This section combines the concepts of exploration in an MDP and low-discrepancy sequences, with the goal of exploring so that discrepancy in the state-action space is minimized. This is not as simple as directly using a Halton or similar sequence to choose actions because it does not account for the state dimensions, which are not free for the agent to choose. Instead, a new method is needed which can observe the history of state-actions visited and the present state, and use this information to select an action such that:

The new state–action pair is as dissimilar from previous ones as possible;
Boundaries of the space have small but non-zero selection probabilities so that extreme actions can be tested without being overrepresented;
Action selection is reasonably computationally efficient.

The basic idea behind our approach is to place a candidate action randomly, but move it so that some measure of distance from previously visited state-actions is maximized via numerical methods. Many variations and specific measures were tested, such as each previous point emitting a field modeled on electrical charges to repel the new point, or gradient descent to minimize a function defined as the cumulative sum of multivariate Gaussian densities centered at all previous points. These approaches produced unsatisfactory discrepancies both visually and numerically.
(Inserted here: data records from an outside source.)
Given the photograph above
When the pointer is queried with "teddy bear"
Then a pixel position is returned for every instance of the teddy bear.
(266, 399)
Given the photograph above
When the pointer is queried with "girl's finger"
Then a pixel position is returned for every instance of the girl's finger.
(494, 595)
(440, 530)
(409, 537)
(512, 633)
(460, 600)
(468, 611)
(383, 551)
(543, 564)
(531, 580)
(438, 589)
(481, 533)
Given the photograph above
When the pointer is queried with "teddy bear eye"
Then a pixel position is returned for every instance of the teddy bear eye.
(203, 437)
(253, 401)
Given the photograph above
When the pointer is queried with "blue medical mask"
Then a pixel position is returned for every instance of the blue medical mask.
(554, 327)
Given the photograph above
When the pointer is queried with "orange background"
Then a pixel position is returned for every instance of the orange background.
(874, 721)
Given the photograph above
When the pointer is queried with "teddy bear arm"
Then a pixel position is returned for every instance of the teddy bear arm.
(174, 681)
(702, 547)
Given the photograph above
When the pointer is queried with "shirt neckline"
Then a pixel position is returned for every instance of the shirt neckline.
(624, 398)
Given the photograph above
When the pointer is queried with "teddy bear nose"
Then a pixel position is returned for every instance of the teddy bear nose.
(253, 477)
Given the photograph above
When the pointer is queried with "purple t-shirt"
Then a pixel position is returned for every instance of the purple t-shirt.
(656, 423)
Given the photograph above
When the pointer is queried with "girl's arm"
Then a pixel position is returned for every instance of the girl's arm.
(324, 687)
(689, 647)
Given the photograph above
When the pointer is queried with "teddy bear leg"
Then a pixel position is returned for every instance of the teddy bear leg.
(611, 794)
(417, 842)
The method we eventually arrived at is simple: the agent finds the previous state-action that is closest to the present, and moves the action component directly away according to a slowly decaying learning rate. This continues until the action stabilizes or the boundary of the action space is reached. This procedure, termed LDAS (Low-Discrepancy Action Selection), is described in Algorithm 1. Notice that when determining the nearest point, both states and actions are used, but only the action component is updated.

This pseudo code represents the core of the algorithm. In practice, a few minor alterations were made to improve performance. For example, early testing revealed that too many points were placed at the boundaries of the action dimensions. We reasoned that new actions were being pushed outwards from points in the interior of the space, with no counterbalancing pressure from the exterior of the space. The issue was corrected by temporarily placing so-called “phantom points” just beyond the boundaries. The distance of phantom points from the edge is a decreasing function of the sample size. Another simplification was normalizing the action space to the unit hypercube before applying the algorithm, then transforming back to the original scale at the end. Finally, to limit memory and computational burden, we placed a cap on the number of state-actions stored in

s a_h i s t

. The default value is 500, and was used in all experiments in this paper. Exact details are available in the complete code in the GitHub repository at https://github.com/swcarden/LDAS (accessed on 10 May 2022).

Algorithm 1: The LDAS algorithm.

Figure 3 compares LDAS to pseudo-random uniform action selection. In this simple illustration, states (horizontal component) are chosen pseudo-randomly for both methods. On the left, LDAS chooses the action (vertical component) according to Algorithm 1. On the right, actions are chosen pseudo-randomly. The more even distribution of actions chosen by LDAS is clear.

Visual evaluation of LDAS in higher dimensions is difficult, so we turn to Equation (1). Data were generated according to the same conditions as in Figure 3, but allowing for an increased number of state and action dimensions, each running from one to three, with 100 points generated. After each timestep beginning with the fifth (as discrepancy is less meaningful for such short sequences), the discrepancy of the sequence was calculated and recorded. This entire process was repeated 100 times. Finally, the average discrepancy over the 100 runs was calculated at each timestep. The results are presented in Figure 4.

Several things can be learned from this figure. First, we see that LDAS produces lower-discrepancy results than PR for any number of dimensions. Second, as the number of dimensions increases, discrepancy tends to decrease regardless of selection method. This is sensible as points are more spread out in larger spaces and are less likely to cluster. Third, the difference between LDAS and PR decreases as the dimensionality increases, for the same reason as in the previous observation. Finally, while discrepancy for PR depends on the total number of dimensions, it does not matter if they are state or action dimensions. However, LDAS can attain lower discrepancy when more dimensions are assigned to actions. Observe that discrepancy under LDAS is lower for three-action and one-state dimensions compared to three-state and one-action dimensions.

5. Experimental Results

The experiments in the previous section can be seen as a trivial MDP in which states are randomly selected independent of actions. In this section, experiments are run on three common benchmark RL environments that allow for continuous actions.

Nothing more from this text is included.